All of which did Khazaee a certain injustice, in that it was pretty dull. Khazaee is a much more interesting man than he seemed, stringing together his rote phrases on the Asia Society stage. This is, after all, an Iranian ambassador who has been described by U.S. federal prosecutors in the Alavi Foundation case as directing the operations of an alleged Iranian-government front foundation in the heart of midtown Manhattan. It might have been fascinating to hear his version — true or false — of what that was all about. But he was not asked.
There were so many big topics that never came up. What about that plot by Iran’s Quds Force to assassinate the Saudi ambassador in 2011 by bombing him in Washington? What about the reports of Iranian scientists at North Korea’s latest nuclear test? Was Iran involved in construction of the Syrian nuclear reactor built with North Korean help? Is it really a point of pride to represent a regime that runs Evin prison and leads the world in juvenile executions? Tell us about Hezbollah’s arsenal, and how things are going with Hamas? What about the Iranian weapons smuggling via Sudan?

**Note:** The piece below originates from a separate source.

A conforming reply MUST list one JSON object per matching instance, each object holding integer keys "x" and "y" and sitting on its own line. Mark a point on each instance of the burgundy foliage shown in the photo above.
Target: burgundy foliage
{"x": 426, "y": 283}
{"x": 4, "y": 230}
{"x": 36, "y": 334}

Yes, I know. It would have been impolitic. Undiplomatic. In the genteel setting of a well-heeled institution, decorated with lovely works of art, before a well-read, cosmopolitan audience, it would have been downright impolite to depart from courteous conversation to ask bluntly about some of the very rough and murderous realities that haunt this scene — and which Iran’s ambassador defends, protects, and indeed, represents. But in such a setting it is apparently so unprecedented that it simply wasn’t done at all.